A présent, chaque famille s'est construit une cabane de fortune parmi les décombres. La population, habituée aux séismes, prend son sort avec courage. Mais déjà la plus vile nature humaine refait surface : les voleurs pillent sans vergogne les ruines, et il n'y a pas assez d'hommes pour les éloigner ! Comme pour toute catastrophe, on cherche des coupables. Le manque d'instruction pousse à la supercherie. La rumeur parle d'une vieille femme indienne, qui offensée, auraient condamné l'enchantement protecteur des éruptions volcaniques. Et maintenant que le volcan d'Antuco est fermé par le sortilège, la terre n'a plus d'autre choix que de trembler. « Cette croyance stupide est étrange : elle montre que l'expérience leur a appris qu'il existe un lien constant entre l'arrêt de l'activité volcanique et les tremblements de terre ». Détail pertinent pour l'histoire des sciences, Darwin va proposer une explication géologique à ces phénomènes. « Tremblement de terre et volcan sont des éléments de l'un des plus grands phénomènes auxquels ce monde est assujetti » commente-t-il. Dans un contexte où, rappelons-le, la tectonique des plaques lui est inconnue, il propose un modèle rudimentaire. La croûte terrestre repose sur une masse fluide de roches en fusion ; les volcans sont de simples orifices dans cette croûte. Dès lors qu'une éruption se produit, la variation résultante de pression fait trembler la croûte terrestre. Un séisme serait donc la conséquence d'un épanchement de lave, à la surface ou dans des strates souterraines de l'écorce terrestre. Le moteur de ce mécanisme ? La dilatation thermique des gaz volcaniques. L'explication propose donc un modèle simpliste sur le plan géologique. Nous y trouvons cependant l'influence de la thermodynamique, science physique alors rayonnante en ce début du XIXème siècle. Enfin, Darwin note les récits d'animaux « alertés » peu avant le tremblement de terre : vols massifs d'oiseaux, chiens gagnant les collines alentours. Mais il reste cependant sceptique : « Je ne suis pas sûr qu'il faille accorder beaucoup de crédit à [ces affirmations] » commente-t-il.

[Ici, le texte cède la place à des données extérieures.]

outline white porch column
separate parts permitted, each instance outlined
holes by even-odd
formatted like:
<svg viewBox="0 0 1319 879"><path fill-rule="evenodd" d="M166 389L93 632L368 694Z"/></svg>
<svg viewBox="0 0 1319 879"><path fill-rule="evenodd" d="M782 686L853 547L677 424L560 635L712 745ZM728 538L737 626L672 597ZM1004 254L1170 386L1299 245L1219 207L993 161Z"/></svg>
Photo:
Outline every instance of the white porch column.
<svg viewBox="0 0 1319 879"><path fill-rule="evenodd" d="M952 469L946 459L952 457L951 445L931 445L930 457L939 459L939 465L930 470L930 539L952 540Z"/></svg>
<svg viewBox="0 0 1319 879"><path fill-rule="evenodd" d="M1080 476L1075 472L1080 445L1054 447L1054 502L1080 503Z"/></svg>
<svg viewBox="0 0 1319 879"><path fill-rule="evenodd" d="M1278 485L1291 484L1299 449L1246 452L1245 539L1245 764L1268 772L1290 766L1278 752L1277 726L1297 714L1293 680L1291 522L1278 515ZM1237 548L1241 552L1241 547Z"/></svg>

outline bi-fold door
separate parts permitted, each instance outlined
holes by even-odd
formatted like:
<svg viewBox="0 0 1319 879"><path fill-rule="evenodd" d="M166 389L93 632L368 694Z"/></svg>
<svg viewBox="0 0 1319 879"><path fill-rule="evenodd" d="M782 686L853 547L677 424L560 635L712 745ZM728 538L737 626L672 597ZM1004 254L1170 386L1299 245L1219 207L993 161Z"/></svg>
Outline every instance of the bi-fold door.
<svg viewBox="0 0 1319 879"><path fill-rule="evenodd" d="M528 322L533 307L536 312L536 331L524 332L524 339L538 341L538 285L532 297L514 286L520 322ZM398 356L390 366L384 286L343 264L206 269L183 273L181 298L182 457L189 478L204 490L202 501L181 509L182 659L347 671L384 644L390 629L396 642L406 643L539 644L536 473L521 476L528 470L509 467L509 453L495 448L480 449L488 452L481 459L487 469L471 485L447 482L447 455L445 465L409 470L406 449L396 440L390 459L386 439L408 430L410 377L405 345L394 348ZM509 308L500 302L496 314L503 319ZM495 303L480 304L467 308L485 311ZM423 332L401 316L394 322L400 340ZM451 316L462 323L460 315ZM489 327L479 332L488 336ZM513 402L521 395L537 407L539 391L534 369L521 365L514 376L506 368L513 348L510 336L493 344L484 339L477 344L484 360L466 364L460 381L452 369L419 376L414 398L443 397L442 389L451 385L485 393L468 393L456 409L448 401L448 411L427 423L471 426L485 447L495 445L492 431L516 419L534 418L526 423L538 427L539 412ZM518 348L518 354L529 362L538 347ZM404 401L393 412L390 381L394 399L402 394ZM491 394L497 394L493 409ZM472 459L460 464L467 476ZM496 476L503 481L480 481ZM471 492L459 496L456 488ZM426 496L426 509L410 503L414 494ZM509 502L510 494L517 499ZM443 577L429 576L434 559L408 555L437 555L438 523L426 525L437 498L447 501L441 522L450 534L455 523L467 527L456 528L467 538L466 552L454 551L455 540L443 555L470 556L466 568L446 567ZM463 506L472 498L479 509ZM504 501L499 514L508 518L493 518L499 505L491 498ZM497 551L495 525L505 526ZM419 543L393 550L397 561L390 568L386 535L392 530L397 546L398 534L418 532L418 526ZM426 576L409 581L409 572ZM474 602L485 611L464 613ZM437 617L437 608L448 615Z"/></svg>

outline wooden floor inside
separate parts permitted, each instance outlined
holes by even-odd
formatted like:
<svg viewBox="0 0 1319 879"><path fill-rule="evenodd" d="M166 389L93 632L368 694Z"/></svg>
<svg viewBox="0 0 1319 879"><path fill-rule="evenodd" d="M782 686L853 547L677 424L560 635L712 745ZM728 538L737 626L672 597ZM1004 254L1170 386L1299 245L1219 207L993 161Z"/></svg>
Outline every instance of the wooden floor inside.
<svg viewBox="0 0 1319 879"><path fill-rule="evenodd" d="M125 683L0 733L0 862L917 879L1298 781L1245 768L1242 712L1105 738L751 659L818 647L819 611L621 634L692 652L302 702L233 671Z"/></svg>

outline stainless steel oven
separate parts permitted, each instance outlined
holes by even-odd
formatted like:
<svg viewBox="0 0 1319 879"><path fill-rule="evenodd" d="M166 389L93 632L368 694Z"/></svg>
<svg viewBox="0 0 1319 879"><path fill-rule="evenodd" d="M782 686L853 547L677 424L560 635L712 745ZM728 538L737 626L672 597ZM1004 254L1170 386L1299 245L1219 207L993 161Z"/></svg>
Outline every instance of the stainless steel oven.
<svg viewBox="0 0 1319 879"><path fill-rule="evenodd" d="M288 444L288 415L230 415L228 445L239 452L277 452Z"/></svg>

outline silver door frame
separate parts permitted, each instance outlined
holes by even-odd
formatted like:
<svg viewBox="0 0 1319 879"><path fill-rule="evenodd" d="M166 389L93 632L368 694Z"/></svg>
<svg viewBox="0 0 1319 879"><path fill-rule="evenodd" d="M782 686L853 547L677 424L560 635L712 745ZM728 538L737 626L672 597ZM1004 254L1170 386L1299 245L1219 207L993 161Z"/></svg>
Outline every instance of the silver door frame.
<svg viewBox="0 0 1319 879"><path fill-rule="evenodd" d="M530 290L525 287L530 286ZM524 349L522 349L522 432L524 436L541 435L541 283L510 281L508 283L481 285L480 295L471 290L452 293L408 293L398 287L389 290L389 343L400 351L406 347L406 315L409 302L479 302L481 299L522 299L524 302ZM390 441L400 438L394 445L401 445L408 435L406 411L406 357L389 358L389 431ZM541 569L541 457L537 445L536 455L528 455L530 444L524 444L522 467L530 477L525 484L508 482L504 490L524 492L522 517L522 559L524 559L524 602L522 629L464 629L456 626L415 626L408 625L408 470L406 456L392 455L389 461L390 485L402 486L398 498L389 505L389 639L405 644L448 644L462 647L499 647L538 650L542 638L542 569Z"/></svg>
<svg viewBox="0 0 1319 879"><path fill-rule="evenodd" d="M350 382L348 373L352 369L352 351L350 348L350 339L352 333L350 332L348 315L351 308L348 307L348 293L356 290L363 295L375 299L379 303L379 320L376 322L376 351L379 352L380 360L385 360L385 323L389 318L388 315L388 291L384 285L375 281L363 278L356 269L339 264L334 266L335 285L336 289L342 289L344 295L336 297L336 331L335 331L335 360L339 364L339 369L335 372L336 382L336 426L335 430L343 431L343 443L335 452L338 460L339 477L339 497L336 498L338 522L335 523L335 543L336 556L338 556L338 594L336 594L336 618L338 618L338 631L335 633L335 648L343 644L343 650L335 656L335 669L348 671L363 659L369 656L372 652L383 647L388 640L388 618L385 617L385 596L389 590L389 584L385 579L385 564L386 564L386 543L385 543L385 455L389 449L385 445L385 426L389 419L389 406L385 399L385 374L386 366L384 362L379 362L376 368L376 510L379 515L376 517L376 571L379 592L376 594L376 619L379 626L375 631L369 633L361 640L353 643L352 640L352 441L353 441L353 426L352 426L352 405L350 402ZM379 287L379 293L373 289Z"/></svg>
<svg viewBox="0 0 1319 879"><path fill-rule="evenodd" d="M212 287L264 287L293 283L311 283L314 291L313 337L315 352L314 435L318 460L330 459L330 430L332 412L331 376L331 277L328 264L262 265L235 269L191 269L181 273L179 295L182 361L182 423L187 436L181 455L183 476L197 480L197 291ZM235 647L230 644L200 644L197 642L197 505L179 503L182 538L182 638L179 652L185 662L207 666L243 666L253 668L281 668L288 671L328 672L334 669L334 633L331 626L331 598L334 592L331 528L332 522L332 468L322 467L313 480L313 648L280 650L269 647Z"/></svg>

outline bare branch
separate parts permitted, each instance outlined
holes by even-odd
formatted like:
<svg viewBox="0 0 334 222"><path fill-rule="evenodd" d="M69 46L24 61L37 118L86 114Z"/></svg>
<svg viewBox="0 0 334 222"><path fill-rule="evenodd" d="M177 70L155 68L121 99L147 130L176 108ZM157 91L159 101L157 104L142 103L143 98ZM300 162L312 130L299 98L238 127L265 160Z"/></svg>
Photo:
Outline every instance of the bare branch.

Schéma d'ouvrage de S.V.T. d'un séisme.


Dans son « Voyage d'un Naturaliste autour du Monde » (1839), Charles Darwin reprend son récit du séisme de Concepción. Il n'est pas question de compte-rendu scientifique dans cet ouvrage, mais de s'inscrire dans le récit des deux expéditions du HMS Beagle. Darwin se fait donc pédagogue auprès de son public, qu'il soit novice ou non en sciences. S'il sous-entend un lien entre éruptions préliminaires des volcans Osorno et Aconcagua (15-16 janvier 1835), la seconde « accompagnée d'un tremblement de terre qui se fit sentir dans un rayon de 1000 milles, avait lieu six heures après ». Le premier événement corrobore-t-il le second ? Darwin est tenté de le conclure, mais reste prudent. « Il est difficile de s'aventurer même à conjecturer si cette coïncidence est accidentelle ou s'il faut y voir la preuve de quelque communication souterraine ». Pour le reste, Darwin n'apporte aucune nouveauté particulière au récit qu'il livrait déjà dans son Journal de Bord. Comparer ce récit postérieur des Narratives à son Journal de Bord se révèle cependant intéressant quant à la construction de ce récit tardif de son Voyage. Darwin acquiert au fil des mois à bord du HMS Beagle ou de cheminements terrestres un style désormais assuré, vivant et riches de descriptions. Pour ainsi dire, il reprend quasiment à l'identique des pans entiers de son Journal de Bord, ne les retouchant que très peu. Un écrivain-voyageur naît aussi au cours de ce périple. Notons cependant deux apports supplémentaires. Darwin s'intéresse aux conséquences de l'infiltration des eaux de surface dans les multiples failles et crevasses ouvertes lors du séisme principal et de ses répliques. Enfin, il se penche sur le phénomène physique de tsunami, qu'il explique maladroitement mais avec assez de bon sens comme une conséquence de la propagation des ondes sismiques au sein des eaux côtières.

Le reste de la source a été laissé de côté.